Die Demonstration mit 30.000 (Polizeiangaben) bis 80.000 (VeranstalterInnen) TeilnehmerInnen begann und verlief über weiteste Strecken friedlich, bunt, fröhlich. SambaAttac trommelte, viele tanzten. Anfangs verhielt sich die Polizei im Hintergrund und war wenig sichtbar.
- Gegen Ende attackierten einige DemonstrantInnen zunächst einen leer stehenden Polizeiwagen, der als Provokation empfunden wurde, woraufhin sich kleinere Straßenschlachten zwischen einigen hundert DemonstrantInnen und der Polizei entwickelten.

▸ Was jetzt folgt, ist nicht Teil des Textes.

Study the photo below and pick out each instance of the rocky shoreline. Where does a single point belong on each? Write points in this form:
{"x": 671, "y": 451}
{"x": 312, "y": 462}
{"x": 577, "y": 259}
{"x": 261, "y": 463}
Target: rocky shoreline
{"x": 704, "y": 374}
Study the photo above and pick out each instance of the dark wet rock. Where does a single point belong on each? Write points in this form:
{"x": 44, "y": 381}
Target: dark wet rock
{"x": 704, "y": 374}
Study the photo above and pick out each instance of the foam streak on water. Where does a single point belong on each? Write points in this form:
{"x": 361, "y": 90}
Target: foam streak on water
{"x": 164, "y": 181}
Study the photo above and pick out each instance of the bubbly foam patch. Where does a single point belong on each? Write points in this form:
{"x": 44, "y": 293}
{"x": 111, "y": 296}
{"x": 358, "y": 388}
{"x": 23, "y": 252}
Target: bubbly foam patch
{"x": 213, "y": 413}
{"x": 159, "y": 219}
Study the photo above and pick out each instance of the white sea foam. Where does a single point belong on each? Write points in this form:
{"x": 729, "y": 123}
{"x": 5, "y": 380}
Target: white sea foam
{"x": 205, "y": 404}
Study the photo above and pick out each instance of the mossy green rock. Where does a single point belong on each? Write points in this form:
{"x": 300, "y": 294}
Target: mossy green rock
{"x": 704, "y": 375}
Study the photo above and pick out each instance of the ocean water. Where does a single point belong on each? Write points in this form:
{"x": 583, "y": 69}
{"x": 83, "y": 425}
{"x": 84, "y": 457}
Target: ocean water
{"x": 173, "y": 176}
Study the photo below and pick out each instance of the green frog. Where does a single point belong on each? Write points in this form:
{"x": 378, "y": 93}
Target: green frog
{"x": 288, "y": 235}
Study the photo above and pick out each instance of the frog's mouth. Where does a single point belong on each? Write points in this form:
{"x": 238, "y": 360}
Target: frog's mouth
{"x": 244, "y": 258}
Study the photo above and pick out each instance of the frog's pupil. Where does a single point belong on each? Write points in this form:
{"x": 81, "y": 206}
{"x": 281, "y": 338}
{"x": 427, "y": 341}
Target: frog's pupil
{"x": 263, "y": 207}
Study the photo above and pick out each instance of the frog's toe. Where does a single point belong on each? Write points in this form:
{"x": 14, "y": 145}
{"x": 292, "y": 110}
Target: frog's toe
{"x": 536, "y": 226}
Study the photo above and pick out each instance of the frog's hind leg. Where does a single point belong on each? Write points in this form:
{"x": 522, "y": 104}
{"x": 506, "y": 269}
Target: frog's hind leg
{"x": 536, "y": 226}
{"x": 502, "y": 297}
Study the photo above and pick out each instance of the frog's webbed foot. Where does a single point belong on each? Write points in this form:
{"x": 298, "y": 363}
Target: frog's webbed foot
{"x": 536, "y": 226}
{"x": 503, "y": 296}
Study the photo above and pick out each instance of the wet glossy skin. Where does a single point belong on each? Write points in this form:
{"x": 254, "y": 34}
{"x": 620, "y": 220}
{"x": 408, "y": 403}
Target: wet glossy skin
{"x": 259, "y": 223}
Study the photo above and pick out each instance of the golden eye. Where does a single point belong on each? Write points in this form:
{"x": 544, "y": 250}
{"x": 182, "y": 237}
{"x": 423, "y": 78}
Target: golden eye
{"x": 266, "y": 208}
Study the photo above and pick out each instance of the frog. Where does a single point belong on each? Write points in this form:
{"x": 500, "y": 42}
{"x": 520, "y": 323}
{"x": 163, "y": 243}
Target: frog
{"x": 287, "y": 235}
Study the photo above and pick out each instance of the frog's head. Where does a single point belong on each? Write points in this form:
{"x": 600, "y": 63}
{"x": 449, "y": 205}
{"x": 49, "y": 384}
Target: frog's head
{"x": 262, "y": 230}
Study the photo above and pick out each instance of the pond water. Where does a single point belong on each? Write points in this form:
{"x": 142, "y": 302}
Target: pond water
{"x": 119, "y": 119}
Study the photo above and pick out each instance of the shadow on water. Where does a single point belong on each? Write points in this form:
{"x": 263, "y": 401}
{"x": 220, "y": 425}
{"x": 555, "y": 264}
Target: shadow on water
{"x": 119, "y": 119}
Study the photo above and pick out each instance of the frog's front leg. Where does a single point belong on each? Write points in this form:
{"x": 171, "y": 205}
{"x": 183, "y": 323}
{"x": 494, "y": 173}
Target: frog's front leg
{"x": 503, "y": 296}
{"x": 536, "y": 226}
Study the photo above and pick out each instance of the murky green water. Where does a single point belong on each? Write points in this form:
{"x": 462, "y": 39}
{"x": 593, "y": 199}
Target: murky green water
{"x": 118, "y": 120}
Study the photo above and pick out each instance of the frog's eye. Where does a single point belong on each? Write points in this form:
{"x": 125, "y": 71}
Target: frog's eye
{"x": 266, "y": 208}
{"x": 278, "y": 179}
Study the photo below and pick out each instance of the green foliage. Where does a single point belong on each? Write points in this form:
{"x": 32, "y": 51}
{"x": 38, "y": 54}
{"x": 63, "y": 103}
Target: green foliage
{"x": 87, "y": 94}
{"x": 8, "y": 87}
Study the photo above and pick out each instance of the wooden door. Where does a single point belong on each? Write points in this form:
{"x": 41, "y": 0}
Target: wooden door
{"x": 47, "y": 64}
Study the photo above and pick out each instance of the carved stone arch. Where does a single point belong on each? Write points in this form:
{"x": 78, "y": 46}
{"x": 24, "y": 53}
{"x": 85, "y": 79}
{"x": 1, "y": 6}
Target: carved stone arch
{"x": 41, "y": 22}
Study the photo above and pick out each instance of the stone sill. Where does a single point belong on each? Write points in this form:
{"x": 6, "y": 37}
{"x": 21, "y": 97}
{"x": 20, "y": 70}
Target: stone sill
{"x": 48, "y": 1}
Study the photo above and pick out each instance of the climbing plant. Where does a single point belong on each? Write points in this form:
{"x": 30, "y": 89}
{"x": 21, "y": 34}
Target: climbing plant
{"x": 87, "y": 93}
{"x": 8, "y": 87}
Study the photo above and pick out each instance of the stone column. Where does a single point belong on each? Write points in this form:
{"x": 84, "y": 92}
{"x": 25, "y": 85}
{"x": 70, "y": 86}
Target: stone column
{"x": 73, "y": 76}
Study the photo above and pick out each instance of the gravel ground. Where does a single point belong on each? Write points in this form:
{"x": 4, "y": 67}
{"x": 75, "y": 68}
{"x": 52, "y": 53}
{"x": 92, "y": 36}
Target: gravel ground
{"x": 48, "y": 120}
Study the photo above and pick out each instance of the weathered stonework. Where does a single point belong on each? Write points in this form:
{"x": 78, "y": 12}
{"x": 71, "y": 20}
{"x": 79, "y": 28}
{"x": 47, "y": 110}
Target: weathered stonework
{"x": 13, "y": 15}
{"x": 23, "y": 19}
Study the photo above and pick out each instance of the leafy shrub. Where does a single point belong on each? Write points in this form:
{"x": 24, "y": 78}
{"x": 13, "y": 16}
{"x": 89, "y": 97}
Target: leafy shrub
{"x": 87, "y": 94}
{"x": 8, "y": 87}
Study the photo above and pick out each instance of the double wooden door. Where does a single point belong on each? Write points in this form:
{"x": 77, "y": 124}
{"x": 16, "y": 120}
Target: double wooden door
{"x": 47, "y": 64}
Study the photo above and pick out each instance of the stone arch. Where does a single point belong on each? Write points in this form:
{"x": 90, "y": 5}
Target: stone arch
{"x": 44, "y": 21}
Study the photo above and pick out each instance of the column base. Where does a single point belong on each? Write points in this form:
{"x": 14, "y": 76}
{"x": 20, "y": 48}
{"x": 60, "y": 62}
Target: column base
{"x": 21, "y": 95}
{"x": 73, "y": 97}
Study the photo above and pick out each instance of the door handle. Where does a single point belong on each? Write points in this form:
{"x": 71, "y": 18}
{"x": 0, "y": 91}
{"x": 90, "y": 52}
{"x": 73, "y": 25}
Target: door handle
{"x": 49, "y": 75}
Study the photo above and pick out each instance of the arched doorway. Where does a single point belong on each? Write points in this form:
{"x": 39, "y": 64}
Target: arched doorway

- Nach einer Phase der Beruhigung, als der Großteil der Demonstration in der Endstation im Hafen angelangt war, entzündeten sich erneut Scharmützel zwischen DemonstrantInnen und der Polizei. Die DemonstrantInnen warfen mit Pflastersteinstücken und Glasflaschen, die Polizei setzte Pfefferspray, Tränengas und Wasserwerfer ein.
- Dabei wurden nach neueren Angaben rund 400 Polizeibeamte verletzt (lange hieß es 125) und rund 500 DemonstrantInnen, jeweils 20 bis 30 davon schwer.
- Damit zur Hauptbotschaft: Das Rostocker Bündnis wurde von 124 Organisationen geschlossen, die gemeinsam eine friedliche Demonstration vereinbarten und auch einhielten. In dem Bündnis war ein großer Teil der linksradikalen Szene eingebunden, von denen geschätzte 7.000 bis 8.000 -
überwiegend schwarz gekleidet - vor Ort waren. Die absolute Mehrheit von ihnen war friedlich.
- An den Auseinandersetzungen mit der Polizei beteiligten sich nur einige hundert Demonstrantinnen, die nicht Teil des Organisationsbündnisses waren und die die friedliche Absicht und Strategie des Bündnisses mit ihrer Eskalationsstrategie unterliefen, was von Seiten der OrganisatorInnen, inklusive der interventionistischen Linken, scharf verurteilt wurde.
- Eine Minderheit von - nicht kooperativen - DemonstrantInnen hat es geschafft, den Großteil der Medienaufmerksamkeit vom breiten friedlichen Protest und der inhaltlichen Botschaft auf die "Gewalt" zu lenken. Viele von uns kamen sich missbraucht vor. Nicht nur der Protest ist abgewertet und die gute Stimmung teilweise zunichte gemacht worden, auch die Aktionen der folgenden Tage stehen in Frage.
- Natürlich trifft die Medien ein Teil der Verantwortung. Ein (!) Auto wurde angezündet. In den Medien kamen Bilder rüber, als würde ganz Rostock brennen. Doch diese Logik ist allen bekannt. So gesehen kann man von einer gelungenen Kooperation zwischen den Gewaltbereiten und den Medien sprechen.
- Für die nächsten Tage sind zahlreiche kreative Aktionen und der Alternativengipfel geplant.